He laughed in his formidable, ogreish way, and said, still laughing:

“She knew me better, depend upon it. Though, mind you, I had been true to Marie. But a wife who is a nun is a dead wife. I was a widower—the boy motherless.... And He up above us had another score to make off me!... When the boy—Death of my soul!”

He struck one of his crutches on the marble pavement with such force that the stick broke.

“A day came when you looked at me with my own eyes shining out of Marie’s face, and said: ‘I have heard the story. The terms upon which you let my mother resume the Veil were vile!’ Impudent young cockerel! Was it to be supposed that I should try to justify myself in the eyes of a stripling? A man to whom the Emperor used to say: ‘Well, Dunoisse, let us have your opinion on such and such a plan?’ So I laughed at you for a nincompoop—boasted of the pail of milk I had drawn from the Black Cow, saying to myself: ‘All right! He is Marie’s son, that boy! When he is a man grown, I will give him that accursed money, smelling of candles and incense, and he will give it back to the nuns.’ And when time was ripe I transferred the whole lump to your name at Rothschild’s. You made virtuous scruples about taking it, but you never restored it whence it came!... Now you have showed your breed—you have poured it into the lap of a light woman. And you come to me and own that, and ask for more to pitch after it!” He rapped out a huge oath. “Am I not justified in thinking you more my son than Marie’s? Have I not the right to say I am disappointed in you?”

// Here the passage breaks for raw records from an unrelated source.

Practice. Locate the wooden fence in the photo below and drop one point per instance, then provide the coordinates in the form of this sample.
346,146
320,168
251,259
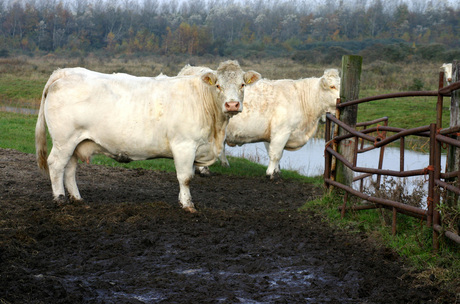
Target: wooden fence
342,150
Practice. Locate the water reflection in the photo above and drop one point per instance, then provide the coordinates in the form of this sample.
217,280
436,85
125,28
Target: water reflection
309,160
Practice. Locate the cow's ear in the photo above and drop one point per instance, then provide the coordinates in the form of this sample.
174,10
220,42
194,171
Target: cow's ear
324,83
209,78
251,77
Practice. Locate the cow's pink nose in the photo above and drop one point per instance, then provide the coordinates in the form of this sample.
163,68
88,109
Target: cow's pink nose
232,106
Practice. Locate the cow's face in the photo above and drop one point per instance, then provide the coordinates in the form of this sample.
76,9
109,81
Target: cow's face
330,85
229,82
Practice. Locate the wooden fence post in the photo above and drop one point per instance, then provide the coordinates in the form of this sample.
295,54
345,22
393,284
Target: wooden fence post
349,90
453,154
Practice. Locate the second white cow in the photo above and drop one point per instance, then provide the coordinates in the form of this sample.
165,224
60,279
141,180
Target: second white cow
283,114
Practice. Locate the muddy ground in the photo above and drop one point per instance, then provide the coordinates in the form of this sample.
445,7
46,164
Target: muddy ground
133,244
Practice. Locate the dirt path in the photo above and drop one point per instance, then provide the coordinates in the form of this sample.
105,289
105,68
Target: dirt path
248,244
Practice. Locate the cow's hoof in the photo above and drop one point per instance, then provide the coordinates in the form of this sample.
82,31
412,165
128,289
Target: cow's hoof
78,202
274,177
190,209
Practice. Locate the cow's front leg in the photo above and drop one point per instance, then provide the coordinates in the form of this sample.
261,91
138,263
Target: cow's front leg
275,152
183,160
223,158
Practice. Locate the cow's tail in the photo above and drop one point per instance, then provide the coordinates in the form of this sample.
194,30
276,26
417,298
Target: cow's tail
40,135
40,128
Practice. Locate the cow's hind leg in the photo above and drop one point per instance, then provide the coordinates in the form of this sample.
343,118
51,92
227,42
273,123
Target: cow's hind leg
70,179
185,171
57,162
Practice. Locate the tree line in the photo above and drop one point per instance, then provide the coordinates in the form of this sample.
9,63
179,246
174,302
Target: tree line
228,27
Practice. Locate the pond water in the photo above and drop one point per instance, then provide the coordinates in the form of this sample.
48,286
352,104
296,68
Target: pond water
309,160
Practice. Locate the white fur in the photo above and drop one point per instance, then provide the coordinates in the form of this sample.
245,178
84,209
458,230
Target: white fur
135,118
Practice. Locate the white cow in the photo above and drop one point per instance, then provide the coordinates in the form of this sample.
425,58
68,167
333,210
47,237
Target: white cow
135,118
447,69
283,114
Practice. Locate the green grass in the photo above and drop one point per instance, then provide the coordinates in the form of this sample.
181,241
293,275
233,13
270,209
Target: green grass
406,113
22,82
21,89
17,131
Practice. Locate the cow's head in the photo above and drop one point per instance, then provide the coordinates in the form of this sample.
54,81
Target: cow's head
229,81
330,87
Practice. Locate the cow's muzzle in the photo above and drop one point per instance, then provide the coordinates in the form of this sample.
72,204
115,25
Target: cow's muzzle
232,107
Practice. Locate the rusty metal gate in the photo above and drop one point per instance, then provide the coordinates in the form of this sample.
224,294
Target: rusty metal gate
436,180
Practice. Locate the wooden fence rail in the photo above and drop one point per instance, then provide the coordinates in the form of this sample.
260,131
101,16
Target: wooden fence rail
449,181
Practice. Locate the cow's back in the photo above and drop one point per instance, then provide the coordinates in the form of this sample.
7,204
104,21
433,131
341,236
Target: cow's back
122,113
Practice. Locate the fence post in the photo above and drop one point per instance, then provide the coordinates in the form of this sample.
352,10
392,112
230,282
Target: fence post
453,154
349,90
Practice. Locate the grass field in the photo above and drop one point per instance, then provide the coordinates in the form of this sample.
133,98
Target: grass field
22,80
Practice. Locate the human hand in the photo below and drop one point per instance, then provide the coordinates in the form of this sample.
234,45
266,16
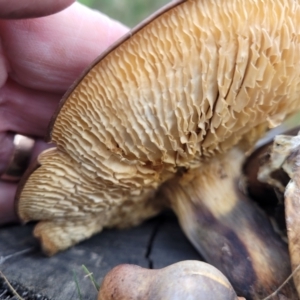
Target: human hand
39,59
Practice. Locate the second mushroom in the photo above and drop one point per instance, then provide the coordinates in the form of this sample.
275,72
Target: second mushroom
164,119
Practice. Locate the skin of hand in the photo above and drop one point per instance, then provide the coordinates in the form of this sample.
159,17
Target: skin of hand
44,46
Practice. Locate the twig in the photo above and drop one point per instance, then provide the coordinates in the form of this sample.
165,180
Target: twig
4,258
10,286
77,285
283,284
90,275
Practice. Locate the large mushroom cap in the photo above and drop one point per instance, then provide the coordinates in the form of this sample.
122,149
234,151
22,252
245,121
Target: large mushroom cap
194,80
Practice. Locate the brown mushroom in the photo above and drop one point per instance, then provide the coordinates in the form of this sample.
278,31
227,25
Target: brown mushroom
284,159
165,105
183,280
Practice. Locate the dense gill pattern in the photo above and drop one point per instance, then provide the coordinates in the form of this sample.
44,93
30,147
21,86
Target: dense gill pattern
185,87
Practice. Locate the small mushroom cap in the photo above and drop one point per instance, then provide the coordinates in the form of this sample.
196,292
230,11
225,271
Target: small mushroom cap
183,280
191,82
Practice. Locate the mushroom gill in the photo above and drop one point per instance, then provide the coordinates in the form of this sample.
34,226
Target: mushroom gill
176,93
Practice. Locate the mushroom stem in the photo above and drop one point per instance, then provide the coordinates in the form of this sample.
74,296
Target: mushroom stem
228,229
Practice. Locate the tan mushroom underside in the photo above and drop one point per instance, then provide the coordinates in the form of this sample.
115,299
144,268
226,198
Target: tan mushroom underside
181,89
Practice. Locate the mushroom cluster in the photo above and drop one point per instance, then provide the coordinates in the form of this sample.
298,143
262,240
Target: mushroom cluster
164,118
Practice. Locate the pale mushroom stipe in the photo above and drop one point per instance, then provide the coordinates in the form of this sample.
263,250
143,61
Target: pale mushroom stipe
163,119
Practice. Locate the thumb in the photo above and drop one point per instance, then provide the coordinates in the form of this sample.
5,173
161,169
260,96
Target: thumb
16,9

His voice was a mere croak. He went on, with his fierce, bloodshot eyes fixed on vacancy:

“Do you suppose I did not love your mother—have never longed for her—have ever forgotten her? I use her chocolate-set every morning.... Her Indian shawl is the coverlet of my bed. When I have the gout in my eyes I tie a scarf she used to wear over them, like a bandage. There is virtue in things that have been used by a Saint.”

He added:

“For a Saint she is ... and though, as you say I stole my joy in her from Heaven—do you suppose, for one moment, a woman like that is going to let me be damned? She will wear her knees to the bone first; and so I tell you!... Was it not for the sake of my soul she went back to her cell at the Carmel? At the Day of Judgment one voice will be heard that pleads for old Achille Dunoisse.”

One scanty teardrop hung on his inflamed and reddened underlid.

“But Saint or none, she loved me, like twenty women, by Heaven! And if she says she repents of that, again, by Heaven!—she lies!”